One of the most powerful aspects of her approach is its scalability. “These mechanisms aren’t restricted to a specific size,” Ma said. “They can be scaled up to protect bridges or scaled down for microchips.”

Because these vibration-control strategies depend more on structure than material, they could also be adapted in unconventional ways—from arranging trees to help mitigate seismic waves to enabling new applications in biomedical engineering.
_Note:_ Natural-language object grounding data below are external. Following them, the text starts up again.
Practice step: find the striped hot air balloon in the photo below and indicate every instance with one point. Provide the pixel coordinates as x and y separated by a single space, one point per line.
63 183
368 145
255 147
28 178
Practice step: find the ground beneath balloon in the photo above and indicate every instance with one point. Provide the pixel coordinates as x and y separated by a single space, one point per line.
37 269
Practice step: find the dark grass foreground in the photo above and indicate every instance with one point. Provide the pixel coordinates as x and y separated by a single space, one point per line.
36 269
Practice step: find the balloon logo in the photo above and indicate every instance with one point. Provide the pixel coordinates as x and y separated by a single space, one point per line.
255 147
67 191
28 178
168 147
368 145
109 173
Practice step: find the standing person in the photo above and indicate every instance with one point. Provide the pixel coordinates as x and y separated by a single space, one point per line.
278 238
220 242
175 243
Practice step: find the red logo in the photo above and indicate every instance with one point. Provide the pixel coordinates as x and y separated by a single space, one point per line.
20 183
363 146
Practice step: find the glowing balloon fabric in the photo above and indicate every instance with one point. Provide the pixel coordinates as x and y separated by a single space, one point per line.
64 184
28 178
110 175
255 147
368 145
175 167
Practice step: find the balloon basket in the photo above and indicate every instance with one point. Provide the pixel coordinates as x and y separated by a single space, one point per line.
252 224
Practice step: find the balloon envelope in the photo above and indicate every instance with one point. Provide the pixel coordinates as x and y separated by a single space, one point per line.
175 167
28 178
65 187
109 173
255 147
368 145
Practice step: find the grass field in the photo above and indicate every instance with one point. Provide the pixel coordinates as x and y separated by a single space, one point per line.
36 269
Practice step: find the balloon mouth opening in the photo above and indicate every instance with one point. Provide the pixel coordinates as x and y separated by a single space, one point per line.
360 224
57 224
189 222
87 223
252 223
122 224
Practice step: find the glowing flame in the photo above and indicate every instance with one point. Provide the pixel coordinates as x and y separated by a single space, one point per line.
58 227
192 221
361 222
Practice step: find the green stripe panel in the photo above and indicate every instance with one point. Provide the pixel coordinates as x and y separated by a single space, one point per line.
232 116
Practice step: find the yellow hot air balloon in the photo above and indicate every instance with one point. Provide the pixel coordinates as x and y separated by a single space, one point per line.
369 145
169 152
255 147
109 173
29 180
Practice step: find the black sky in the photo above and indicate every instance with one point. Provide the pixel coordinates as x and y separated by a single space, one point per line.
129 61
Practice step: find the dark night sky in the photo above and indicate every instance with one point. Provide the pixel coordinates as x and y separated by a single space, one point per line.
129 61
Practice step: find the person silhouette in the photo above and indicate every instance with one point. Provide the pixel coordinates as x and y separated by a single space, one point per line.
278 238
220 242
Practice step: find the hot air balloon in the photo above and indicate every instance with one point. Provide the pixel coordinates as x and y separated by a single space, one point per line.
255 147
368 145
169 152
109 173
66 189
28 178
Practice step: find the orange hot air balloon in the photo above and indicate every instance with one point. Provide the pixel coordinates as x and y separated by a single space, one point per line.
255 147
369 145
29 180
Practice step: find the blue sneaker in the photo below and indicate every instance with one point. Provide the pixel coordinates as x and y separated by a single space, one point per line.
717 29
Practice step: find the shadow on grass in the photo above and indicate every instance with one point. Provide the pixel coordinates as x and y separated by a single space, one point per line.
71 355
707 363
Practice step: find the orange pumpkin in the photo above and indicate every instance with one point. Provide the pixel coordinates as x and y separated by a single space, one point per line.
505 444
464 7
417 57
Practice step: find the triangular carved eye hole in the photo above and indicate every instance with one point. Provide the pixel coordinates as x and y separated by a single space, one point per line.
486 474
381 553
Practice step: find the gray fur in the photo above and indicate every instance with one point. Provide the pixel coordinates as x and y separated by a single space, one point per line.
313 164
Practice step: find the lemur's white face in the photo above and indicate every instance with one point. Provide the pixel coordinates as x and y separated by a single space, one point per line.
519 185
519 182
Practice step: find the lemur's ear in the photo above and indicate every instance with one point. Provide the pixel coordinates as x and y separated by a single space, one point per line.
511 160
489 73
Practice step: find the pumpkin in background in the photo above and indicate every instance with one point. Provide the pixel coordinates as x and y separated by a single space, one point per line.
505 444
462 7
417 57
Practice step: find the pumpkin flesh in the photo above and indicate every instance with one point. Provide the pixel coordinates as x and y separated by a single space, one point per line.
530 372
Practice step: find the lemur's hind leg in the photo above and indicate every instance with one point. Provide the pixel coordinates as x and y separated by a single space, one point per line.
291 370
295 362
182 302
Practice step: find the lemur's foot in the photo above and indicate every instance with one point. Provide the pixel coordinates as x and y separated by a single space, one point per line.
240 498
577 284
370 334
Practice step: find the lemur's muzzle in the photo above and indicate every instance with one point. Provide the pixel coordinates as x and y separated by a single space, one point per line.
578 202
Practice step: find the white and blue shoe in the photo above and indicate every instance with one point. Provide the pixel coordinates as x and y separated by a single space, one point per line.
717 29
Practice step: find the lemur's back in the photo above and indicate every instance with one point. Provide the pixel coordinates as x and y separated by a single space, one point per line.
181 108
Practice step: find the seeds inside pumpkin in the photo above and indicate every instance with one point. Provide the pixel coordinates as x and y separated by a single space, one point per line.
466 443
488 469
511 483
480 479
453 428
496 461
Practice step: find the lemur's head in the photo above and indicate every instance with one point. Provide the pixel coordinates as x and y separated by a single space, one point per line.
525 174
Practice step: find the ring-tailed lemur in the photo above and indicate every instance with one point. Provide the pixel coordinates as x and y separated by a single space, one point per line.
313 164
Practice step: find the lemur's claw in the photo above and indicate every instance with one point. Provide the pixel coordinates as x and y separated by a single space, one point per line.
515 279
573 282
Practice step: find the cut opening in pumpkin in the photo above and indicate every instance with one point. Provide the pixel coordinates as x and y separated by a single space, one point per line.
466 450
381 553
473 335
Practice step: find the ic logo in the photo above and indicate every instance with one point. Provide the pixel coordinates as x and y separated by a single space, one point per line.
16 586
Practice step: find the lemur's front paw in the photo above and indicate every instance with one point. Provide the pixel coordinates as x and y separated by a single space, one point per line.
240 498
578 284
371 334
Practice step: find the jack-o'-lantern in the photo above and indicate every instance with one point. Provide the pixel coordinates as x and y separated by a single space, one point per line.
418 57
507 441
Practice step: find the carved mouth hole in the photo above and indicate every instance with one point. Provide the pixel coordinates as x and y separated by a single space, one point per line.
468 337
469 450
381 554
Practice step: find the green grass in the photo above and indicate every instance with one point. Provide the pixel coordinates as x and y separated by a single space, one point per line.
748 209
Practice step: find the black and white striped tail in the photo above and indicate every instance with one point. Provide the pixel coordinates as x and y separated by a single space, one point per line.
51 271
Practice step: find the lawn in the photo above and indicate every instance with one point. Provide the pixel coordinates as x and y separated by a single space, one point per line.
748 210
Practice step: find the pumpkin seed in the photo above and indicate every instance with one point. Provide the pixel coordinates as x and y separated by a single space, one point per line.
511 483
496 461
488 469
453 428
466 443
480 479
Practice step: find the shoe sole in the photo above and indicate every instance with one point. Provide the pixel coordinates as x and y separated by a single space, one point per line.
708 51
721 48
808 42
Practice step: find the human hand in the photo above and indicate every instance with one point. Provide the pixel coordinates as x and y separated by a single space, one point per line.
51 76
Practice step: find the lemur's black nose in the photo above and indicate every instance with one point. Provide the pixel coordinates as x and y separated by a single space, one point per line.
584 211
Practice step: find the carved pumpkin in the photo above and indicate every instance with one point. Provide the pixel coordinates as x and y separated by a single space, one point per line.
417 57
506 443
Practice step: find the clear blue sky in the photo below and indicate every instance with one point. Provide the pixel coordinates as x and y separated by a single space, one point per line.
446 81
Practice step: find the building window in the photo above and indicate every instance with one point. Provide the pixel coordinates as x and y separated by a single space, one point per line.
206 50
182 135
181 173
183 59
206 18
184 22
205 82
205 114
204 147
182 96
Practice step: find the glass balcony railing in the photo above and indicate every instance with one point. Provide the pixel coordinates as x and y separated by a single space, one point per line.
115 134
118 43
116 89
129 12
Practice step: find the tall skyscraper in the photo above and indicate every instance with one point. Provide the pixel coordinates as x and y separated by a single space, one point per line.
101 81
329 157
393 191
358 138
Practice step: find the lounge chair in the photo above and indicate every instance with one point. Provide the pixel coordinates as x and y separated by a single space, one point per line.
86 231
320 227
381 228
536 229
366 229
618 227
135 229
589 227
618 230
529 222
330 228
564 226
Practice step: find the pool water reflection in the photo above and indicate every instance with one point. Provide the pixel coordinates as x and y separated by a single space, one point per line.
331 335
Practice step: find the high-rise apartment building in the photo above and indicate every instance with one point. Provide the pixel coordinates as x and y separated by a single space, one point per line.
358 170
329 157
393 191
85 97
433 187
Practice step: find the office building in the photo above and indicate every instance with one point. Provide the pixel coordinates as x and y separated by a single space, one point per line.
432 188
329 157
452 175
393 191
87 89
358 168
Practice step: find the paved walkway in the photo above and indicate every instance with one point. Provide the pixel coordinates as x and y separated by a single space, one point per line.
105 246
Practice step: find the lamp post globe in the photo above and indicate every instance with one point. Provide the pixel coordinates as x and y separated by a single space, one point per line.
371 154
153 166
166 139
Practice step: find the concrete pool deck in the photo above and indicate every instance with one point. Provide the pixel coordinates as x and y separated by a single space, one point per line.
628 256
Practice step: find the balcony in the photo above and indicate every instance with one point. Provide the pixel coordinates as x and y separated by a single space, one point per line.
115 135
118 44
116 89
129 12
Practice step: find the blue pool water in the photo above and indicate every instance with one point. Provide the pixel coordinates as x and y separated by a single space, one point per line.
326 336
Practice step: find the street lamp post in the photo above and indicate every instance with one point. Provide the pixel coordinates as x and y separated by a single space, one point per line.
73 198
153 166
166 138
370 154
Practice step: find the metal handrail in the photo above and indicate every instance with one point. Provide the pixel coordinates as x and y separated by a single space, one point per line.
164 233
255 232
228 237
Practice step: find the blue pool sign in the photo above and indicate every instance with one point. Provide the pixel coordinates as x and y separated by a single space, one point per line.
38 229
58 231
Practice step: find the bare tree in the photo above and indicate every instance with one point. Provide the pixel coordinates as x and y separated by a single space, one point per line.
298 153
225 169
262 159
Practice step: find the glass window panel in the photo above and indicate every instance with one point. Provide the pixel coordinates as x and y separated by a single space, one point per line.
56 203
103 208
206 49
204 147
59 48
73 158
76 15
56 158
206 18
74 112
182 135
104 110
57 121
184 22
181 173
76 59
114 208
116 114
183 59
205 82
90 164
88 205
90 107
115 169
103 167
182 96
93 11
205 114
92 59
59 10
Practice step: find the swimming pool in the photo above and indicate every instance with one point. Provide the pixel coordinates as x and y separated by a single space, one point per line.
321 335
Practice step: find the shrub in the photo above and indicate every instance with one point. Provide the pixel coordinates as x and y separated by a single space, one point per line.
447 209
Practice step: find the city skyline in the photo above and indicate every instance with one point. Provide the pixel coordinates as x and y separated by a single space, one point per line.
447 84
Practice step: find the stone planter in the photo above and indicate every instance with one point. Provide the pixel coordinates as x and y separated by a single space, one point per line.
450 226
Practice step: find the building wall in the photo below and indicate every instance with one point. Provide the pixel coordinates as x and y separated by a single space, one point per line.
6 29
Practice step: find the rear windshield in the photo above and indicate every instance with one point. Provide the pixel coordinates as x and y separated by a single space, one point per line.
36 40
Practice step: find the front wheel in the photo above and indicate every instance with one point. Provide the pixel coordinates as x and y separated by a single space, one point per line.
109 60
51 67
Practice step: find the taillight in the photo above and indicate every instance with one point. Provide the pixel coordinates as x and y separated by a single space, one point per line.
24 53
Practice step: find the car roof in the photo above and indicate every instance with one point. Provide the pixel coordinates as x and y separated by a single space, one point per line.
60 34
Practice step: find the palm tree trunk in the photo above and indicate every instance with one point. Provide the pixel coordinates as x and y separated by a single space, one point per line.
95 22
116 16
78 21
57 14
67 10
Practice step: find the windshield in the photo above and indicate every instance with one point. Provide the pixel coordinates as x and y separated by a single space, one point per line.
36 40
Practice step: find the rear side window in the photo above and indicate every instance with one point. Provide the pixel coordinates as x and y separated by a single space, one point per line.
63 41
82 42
From Theory to the Lab—and the Classroom

Although grounded in advanced theory, Ma’s research is far from purely abstract and employs rigorous experimental validation. Using 3D-printed metastructures designed in her lab, along with precise laser-based measurement techniques, her team can directly observe—with a high degree of accuracy—how vibrations move through these systems and evaluate how effectively they respond.

Advanced computational tools, including deep-learning algorithms, are also playing an increasing role in optimizing these designs—helping predict vibration behavior and refine structures more efficiently.

The NSF CAREER Award program also places a strong emphasis on education and outreach; an area Ma sees as integral to her work. While Ma’s Laboratory for Advanced Materials currently engages both undergraduate and graduate students, the award will allow the project to expand college-level mentoring opportunities, support the development of a new graduate-level course on quantum-inspired vibration control, and expand engagement with K–12 students to introduce them to interdisciplinary engineering concepts.

To make the research more accessible, Ma also plans to create interactive tools that allow students and the public to visualize how vibrations move through structures, reinforcing the connection between research and education.

Engineering the Future of Dynamic Control

By reimagining vibration control through a quantum-inspired framework, Jihong Ma’s work could transform how engineers design for safety, resilience, and performance. Just as importantly, it is helping train a new generation of engineers who are comfortable crossing traditional disciplinary boundaries.

“Some of the most exciting breakthroughs happen when fields come together,” Ma said. “That’s what this research is about—combining ideas in new ways to solve real-world problems.”